У немца была голова разбита от удара прикладом, перевязали его за это время по всем правилам, бинтов не пожалели. Три коптилки для света зажгли. Ничего для него не жалели. При виде Рогозина немец выпрямился. Рогозин разрешающе махнул рукой. Он знал, что и в штабе полка немца будут поить, кормить, обхаживать, поскольку «язык» дорого стоит, особенно сейчас, перед наступлением. И так будет до тех пор, пока мы не прорвём блокаду, тогда пленных станут считать на сотни, а то и тысячи, как было под Москвой.

Рогозин воевал с первого месяца, а немца, да ещё офицера, вот так, вблизи видел третьего. Он смотрел на него, как и солдаты, что были в землянке, с желанием понять, что же такое все эти фрицы, люди они или какие-то придурки недоразвитые. Рогозин знал, что из них течёт кровь, они кричат и умирают, как и наши солдаты, что они мёрзнут, ходят в сортир, ругаются, но при всём этом никакого арийского превосходства и не арийского не было. И вот этот немец, наряженный в нашу подпалённую, списанную шинель, не становился от этого понятнее. Тем не менее Рогозин похлопал его по плечу и довольно подмигнул: «Гут?» Это был их немец, их «язык», их пленный, которого они раздобыли прямо-таки чудом, дуриком, «язык», за которым охотились уже недели две опытные разведчики, вплоть до армейских, и тут, можно сказать, самодеятельность, его хлопцы сработали, его батальонные зацапали.

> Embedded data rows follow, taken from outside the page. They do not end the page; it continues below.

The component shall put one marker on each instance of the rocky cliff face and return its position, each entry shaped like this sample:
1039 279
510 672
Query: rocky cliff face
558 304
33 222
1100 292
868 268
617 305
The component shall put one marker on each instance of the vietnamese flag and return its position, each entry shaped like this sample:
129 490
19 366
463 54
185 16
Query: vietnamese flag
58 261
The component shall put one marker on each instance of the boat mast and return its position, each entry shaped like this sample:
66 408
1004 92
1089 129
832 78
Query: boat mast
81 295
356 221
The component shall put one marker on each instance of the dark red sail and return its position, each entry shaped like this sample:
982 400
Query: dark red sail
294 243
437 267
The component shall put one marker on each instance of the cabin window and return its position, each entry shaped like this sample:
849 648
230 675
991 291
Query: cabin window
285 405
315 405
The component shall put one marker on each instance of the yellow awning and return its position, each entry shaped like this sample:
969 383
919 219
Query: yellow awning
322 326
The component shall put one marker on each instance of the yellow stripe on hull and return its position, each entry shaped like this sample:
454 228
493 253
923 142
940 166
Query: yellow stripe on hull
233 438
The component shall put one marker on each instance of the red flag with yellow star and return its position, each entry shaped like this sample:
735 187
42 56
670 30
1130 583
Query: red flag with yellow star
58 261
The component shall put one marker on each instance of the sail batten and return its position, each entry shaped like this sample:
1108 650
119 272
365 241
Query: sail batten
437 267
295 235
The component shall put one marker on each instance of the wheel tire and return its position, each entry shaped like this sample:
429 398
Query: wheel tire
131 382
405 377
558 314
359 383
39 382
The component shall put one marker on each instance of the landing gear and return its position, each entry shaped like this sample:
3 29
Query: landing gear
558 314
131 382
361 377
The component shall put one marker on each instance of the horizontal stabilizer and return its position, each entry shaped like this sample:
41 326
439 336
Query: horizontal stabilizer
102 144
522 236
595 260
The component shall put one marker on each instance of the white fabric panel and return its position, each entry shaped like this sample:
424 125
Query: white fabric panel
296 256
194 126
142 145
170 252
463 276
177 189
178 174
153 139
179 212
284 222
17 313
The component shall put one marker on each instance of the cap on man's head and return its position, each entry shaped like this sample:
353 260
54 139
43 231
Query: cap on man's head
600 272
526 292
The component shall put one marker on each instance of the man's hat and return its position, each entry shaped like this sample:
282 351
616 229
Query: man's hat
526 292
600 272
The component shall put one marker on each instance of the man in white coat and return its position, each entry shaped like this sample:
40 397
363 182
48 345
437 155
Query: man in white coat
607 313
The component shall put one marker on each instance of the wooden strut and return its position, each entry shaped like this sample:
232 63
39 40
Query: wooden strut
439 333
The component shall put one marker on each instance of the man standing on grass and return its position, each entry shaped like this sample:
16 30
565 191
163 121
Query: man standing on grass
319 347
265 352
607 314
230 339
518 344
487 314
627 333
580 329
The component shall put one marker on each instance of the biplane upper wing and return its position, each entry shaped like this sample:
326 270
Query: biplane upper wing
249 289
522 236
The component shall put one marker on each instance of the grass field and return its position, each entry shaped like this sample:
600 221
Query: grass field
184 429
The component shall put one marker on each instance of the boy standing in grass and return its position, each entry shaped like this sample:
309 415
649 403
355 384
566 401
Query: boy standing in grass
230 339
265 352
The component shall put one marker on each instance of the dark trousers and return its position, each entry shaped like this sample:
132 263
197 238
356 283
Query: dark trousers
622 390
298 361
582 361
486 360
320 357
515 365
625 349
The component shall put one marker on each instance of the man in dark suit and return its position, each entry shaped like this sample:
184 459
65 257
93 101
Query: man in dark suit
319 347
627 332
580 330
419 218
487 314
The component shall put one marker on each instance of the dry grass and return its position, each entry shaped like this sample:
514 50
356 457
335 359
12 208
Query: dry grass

Он лично проводил Ипатова с двумя бойцами и «языком» по снежной траншее до участка второй роты, самого близкого к шоссе. Задержал младшего лейтенанта, снова повторил ему, чтобы от немца ни на шаг вплоть до штаба, что бы там ни приказывали, а лично сдать в разведотдел, хорошо бы под расписку.

– И можешь прокантоваться в городе сутки. Даю увольнительную, – сунул ему в карман справку и ещё остаток шоколадной плитки, которую хранил на всякий случай уже второй месяц. Хотел вроде как наградить, поторжественнее, но кусок этот, когда Рогозин вытащил его, показался слишком маловесным. Он был завёрнут в фольгу, затем в голубенькую обёртку, затем ещё в плотную бумагу, не годную для курева, и всё равно был небольшим. Поэтому Рогозин молча сунул его вместе с увольнительной в карман Ипатову.

Через час рассвело. Мгла стекала в овраги, заснеженные, поросшие кустами. Край белесого неба, давно уже лишённого солнца, наливался серебристо-зимним светом. Стали видны нарытые брустверы немецких окопов, знакомые до последнего колышка, разбитые ограждения, да ещё спирали Бруно, белые от наледи, и дальний лес у Красного Села. Торчал обломок фабричной трубы, высоковольтные опоры, весь пейзаж, с ориентирами и секторами обстрелов, просмотренный Рогозиным до каждого метра. Но что-то новое было в этой снежной тишине. Косой утренний свет проявил цепочки следов на нейтральной полосе. Немцам сверху, с пригорков и насыпи, было видно, наверное, особенно хорошо, для наших тоже эти тёмно-синие отпечатки проступали всё чётче. Рогозин разглядывал их в стереотрубу, и вся ночная история открывалась ему в подробности. Как отходили, скатывались с насыпи, вели раненого Поленова, как лежали и снова шли друг за другом, проваливаясь по пояс. С вечера был снегопад, шёл он всю ночь. Но как выходить, так он прекратился, и теперь немцы молча разглядывали, расшифровывали ночное происшествие. Может, они толком и не знали, что случилось ночью, теперь хватились своего лейтенанта. Притом, судя по следам, можно было подумать, что целая группа просто пришла сюда, к Рогозину. Потому что следы туда, к немцам, были заметены. Взяли «языка» дуриком, как выразился Ипатов. Сидел фриц в нужнике, сколоченном поодаль, издавал звуки, тут его и оглушили. Рассказал Ипатов, лишь как тащили сквозь трубу, и, не досказав, завалился на нары спать.



В дорогу немцу завязали руки, так, на всякий случай, здоровенный был. Рогозин отправился к связистам докладывать в полк, что отправляет «языка». Начштаба поздравил его, сказал, что сообщит комдиву, и просил Рогозина не отходить от аппарата.